Was searching for alternatives to how I currently do this and just wanted to let you know about a couple ways I know of. Both of these will set defaults when using the * (new row) or using a BindingNavigator.
private void CityBindingSource_AddingNew(object sender,
AddingNewEventArgs e)
{
// Simply set the default value to the next viable ID,
// will automatically set the value when needed.
locationDataSet.CITY.CITY_IDColumn.DefaultValue =
CityTableAdapter.GetNewID(); // ++maxID;
}
Or
private void CityDataGridView_DefaultValuesNeeded(object sender,
DataGridViewRowEventArgs e)
{
// Gets called when datagridview's */NewRow is entered.
e.Row.Cells[0].Value = CityTableAdapter.GetNewID(); // ++maxID;
}
private void bindingNavigatorAddNewItem_Click(object sender,
EventArgs e)
{
// BindingNavigator button's AddNewItem automatic tie-
// in to bindingSource's AddNew() is removed.

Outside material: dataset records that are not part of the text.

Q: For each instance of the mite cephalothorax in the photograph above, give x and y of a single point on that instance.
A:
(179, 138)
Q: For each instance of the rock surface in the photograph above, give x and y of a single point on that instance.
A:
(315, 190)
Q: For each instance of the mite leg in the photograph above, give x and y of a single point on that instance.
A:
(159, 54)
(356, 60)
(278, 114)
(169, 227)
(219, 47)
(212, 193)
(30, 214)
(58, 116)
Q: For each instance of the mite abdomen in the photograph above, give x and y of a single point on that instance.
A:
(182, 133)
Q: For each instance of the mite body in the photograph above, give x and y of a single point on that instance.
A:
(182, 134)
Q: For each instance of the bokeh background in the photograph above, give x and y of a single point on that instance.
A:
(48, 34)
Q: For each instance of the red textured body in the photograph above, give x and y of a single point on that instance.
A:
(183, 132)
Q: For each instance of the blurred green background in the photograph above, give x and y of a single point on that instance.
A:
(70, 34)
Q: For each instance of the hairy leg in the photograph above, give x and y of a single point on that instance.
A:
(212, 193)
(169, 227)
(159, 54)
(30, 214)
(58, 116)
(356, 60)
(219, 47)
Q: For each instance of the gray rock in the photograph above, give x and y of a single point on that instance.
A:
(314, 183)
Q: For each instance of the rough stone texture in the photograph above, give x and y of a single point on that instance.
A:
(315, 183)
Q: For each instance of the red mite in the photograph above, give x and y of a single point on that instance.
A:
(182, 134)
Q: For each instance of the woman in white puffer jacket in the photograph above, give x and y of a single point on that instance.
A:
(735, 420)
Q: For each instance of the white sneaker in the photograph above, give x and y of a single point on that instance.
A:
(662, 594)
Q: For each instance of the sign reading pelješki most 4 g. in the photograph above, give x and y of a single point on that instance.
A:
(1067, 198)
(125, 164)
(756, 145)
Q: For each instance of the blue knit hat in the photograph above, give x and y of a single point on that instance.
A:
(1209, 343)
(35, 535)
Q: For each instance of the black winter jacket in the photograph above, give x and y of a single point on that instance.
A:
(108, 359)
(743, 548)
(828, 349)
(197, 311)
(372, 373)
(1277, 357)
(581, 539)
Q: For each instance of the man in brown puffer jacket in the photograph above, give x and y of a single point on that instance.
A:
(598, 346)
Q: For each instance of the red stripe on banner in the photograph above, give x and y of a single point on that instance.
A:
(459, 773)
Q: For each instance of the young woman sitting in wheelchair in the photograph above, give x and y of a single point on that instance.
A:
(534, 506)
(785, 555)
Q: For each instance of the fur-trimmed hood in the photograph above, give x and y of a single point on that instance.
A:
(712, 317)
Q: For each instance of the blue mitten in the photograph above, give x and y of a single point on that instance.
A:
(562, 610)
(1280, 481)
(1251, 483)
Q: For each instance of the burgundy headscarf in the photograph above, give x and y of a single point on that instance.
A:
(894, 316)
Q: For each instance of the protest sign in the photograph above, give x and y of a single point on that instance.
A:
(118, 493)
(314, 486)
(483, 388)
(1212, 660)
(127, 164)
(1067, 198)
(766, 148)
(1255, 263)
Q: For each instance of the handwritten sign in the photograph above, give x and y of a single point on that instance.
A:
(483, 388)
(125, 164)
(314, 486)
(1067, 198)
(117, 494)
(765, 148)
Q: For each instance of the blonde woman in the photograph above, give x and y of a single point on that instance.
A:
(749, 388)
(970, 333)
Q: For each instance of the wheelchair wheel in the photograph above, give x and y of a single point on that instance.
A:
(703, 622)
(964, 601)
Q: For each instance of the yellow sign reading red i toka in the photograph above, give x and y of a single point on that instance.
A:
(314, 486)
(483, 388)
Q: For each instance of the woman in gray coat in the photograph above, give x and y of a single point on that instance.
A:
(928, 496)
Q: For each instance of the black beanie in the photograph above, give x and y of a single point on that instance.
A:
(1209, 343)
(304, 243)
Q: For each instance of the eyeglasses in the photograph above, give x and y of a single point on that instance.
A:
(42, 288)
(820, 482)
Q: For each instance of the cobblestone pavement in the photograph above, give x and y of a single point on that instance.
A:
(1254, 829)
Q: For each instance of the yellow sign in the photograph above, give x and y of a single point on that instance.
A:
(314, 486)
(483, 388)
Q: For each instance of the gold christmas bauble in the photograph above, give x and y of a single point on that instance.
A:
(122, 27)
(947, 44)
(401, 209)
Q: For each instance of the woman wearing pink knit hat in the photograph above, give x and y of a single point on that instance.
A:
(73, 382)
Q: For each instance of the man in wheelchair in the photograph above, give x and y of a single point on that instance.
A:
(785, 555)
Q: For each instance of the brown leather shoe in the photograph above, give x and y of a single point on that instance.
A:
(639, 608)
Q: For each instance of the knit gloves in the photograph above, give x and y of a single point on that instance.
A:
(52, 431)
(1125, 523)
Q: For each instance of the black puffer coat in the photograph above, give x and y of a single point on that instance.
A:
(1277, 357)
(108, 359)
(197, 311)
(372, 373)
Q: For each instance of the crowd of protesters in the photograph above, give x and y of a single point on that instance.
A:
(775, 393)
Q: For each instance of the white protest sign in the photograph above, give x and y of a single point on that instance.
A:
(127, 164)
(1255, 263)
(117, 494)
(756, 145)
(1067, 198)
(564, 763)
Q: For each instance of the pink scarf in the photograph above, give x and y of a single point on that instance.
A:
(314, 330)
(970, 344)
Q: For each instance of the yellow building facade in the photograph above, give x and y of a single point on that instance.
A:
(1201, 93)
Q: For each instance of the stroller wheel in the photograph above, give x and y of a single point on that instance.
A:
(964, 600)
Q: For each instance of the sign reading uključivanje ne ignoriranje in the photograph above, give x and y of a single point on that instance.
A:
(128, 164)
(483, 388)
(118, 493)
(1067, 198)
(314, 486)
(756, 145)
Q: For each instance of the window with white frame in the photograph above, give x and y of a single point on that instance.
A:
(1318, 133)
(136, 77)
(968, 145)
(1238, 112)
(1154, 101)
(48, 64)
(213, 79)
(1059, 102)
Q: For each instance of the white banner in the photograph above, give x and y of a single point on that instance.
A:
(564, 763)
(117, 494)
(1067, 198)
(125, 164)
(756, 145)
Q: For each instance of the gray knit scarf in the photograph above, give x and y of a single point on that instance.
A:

// This sets the current cell to the NewRow's cell to trigger
// DefaultValuesNeeded event.
CityDataGridView.CurrentCell =
CityDataGridView.Rows[CityDataGridView.NewRowIndex].Cells[1];
}
I was really hoping to use this:
private void CityBindingSource_AddingNew(object sender,
AddingNewEventArgs e)
{
// Cast your strongly-typed
// bindingsource List to a DataView and add a new DataRowView
DataRowView rowView =
((DataView)CityBindingSource.List).AddNew();
var newRow = (LocationDTSDataSet.CITYRow)rowView.Row;
newRow.CITY_ID = CityTableAdapter.GetNewID();
newRow.CMMT_TXT = "Whatever defaults I want";
e.NewObject = rowView;
}
But when adding using the BindingNavigator or any code based bindingSource.AddNew() it results in just a blank row. Hopefully someone finds a better way, but this is working for me so far.
Revised:
How about the Datatable's TableNewRow event, then? If that gets fired when the BindingNavigator creates a new row, then that's an opportunity to populate the object.